Teaching via Skype has its own learning curve and sets of rules, but facilitating drum circles over Skype is still in uncharted territory. Kat has done more than anyone I know to develop some protocols for facilitating drumming over Skype. One of the most difficult things to overcome is the time delay. Her strategy to help manage this phenomenon during our session was to encourage the group to self-facilitate. Essentially, she gave instructions and then had a person from the group do the leading. But Kat was also able to do some facilitating on her own by ignoring the sounds coming from her computer and just staying in time with a chant and drum response. This worked well for a class of music students who could keep a steady beat, but I wonder how well it would work with real clients? Something to explore!
Today we were studying about the psychiatric setting. Kat introduced an activity called, "Evolution." She credited the activity to Arthur Hull, but it worked very well as an activity that could be adapted for use in a psychiatric setting.

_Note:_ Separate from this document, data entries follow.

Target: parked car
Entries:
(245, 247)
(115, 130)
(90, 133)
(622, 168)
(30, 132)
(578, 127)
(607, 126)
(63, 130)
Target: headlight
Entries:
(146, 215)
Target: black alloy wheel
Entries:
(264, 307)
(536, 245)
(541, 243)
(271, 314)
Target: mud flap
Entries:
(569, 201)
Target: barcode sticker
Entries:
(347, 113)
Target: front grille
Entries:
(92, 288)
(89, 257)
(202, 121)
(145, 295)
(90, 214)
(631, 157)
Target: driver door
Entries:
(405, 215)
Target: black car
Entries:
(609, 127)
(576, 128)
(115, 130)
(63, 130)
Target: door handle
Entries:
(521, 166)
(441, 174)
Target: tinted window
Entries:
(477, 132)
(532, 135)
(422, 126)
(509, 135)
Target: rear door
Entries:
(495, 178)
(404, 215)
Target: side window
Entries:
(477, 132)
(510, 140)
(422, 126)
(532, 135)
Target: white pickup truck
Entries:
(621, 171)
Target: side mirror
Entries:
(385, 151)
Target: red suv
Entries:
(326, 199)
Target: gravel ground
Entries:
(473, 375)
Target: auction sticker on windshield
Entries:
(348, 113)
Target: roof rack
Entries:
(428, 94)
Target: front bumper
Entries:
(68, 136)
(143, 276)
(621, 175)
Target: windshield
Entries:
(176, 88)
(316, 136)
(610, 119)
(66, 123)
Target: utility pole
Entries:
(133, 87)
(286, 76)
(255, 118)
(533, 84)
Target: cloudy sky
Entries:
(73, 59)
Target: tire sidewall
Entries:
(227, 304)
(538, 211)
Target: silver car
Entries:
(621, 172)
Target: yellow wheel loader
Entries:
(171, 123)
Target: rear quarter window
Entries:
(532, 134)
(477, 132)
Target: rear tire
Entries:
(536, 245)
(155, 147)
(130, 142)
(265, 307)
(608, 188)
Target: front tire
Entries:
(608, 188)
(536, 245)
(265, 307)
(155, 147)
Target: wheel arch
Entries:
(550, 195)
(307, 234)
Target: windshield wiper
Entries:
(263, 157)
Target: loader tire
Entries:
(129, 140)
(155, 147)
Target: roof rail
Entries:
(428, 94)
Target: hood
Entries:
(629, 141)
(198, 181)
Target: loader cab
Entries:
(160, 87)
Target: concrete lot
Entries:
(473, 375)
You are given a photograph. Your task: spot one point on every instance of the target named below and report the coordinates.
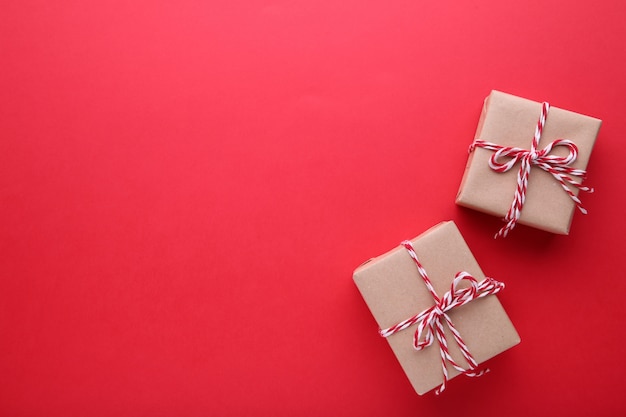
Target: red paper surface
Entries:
(187, 186)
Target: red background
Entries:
(187, 186)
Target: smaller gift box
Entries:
(428, 289)
(528, 161)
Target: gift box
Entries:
(396, 293)
(565, 142)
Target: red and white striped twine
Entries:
(430, 321)
(556, 165)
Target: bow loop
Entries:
(430, 322)
(505, 158)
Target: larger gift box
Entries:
(511, 121)
(394, 290)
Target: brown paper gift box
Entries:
(508, 120)
(394, 291)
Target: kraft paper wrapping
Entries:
(510, 121)
(394, 291)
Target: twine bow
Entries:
(558, 166)
(430, 321)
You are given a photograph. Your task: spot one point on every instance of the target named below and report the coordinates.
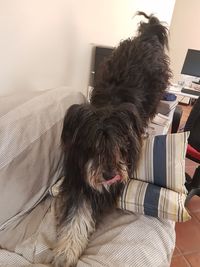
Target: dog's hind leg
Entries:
(74, 236)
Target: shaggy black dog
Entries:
(102, 140)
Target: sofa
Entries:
(31, 164)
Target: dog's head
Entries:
(101, 145)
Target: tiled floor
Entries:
(187, 251)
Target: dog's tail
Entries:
(153, 28)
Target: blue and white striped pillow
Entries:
(163, 161)
(158, 186)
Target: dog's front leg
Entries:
(74, 236)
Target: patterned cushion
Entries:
(163, 161)
(158, 186)
(30, 154)
(149, 199)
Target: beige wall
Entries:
(47, 43)
(184, 33)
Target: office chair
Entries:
(193, 150)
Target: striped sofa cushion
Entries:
(149, 199)
(158, 186)
(163, 161)
(30, 153)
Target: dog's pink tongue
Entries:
(113, 180)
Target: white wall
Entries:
(47, 43)
(184, 33)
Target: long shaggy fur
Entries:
(102, 140)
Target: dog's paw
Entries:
(67, 258)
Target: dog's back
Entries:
(137, 72)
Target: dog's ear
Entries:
(70, 124)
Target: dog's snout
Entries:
(108, 175)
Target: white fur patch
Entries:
(74, 237)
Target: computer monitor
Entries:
(99, 54)
(191, 64)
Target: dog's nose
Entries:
(108, 175)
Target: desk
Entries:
(174, 89)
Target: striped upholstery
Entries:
(149, 199)
(163, 161)
(30, 154)
(158, 186)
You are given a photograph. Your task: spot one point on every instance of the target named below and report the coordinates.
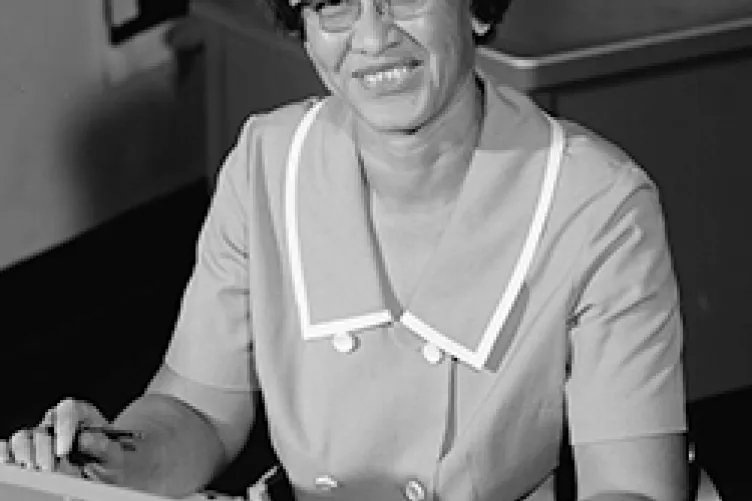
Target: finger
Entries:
(5, 457)
(99, 473)
(22, 449)
(69, 415)
(98, 445)
(67, 468)
(44, 457)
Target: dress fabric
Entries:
(593, 334)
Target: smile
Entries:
(391, 77)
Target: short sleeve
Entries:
(211, 344)
(626, 377)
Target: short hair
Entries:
(490, 12)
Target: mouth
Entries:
(386, 76)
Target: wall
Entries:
(85, 132)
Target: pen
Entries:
(109, 432)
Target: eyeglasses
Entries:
(340, 15)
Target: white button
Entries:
(432, 353)
(325, 483)
(344, 342)
(414, 491)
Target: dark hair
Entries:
(491, 12)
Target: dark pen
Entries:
(107, 431)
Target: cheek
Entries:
(448, 43)
(327, 53)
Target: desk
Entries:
(668, 80)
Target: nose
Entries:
(373, 31)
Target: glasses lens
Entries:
(404, 9)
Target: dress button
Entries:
(414, 491)
(432, 353)
(344, 342)
(325, 483)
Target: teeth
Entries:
(391, 75)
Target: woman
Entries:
(427, 278)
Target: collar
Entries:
(474, 278)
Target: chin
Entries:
(393, 117)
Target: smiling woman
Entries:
(429, 279)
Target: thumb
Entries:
(69, 416)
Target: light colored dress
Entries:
(453, 384)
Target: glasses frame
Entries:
(383, 7)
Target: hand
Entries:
(59, 444)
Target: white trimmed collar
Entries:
(471, 283)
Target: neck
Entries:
(423, 170)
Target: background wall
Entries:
(87, 131)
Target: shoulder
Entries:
(595, 167)
(275, 126)
(598, 178)
(263, 142)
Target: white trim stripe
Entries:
(291, 216)
(344, 325)
(555, 156)
(478, 358)
(431, 335)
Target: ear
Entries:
(479, 28)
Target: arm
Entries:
(625, 395)
(637, 469)
(192, 432)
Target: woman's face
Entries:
(396, 74)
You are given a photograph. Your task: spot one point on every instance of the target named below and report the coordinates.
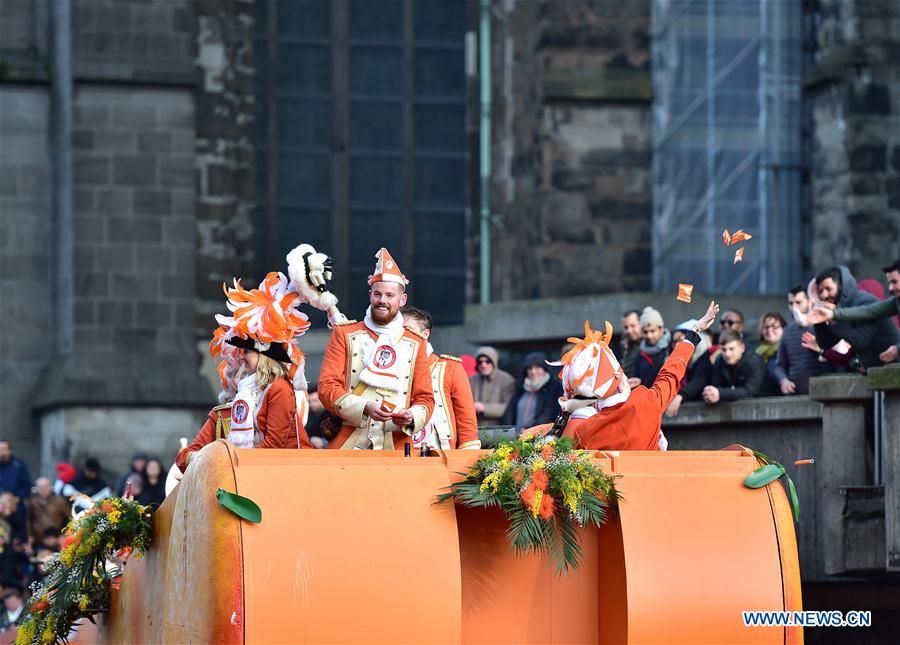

You can see that in the picture above the students are seated in a circle facing outward. There actually had been small percussion instruments placed on each chair before they were sitting down. They went around the circle and stopped together at times in front of different chairs to play a group groove/rhythm. After each person had played all the instruments, Kat had them talk about what instruments they liked and didn't like. This discussion easily transferred into real life examples related to social interaction, personalities, mood and emotional expression. A great stimulus for group discussion and processing!
Than you, Kat for another wonderful installment of Skypedrum!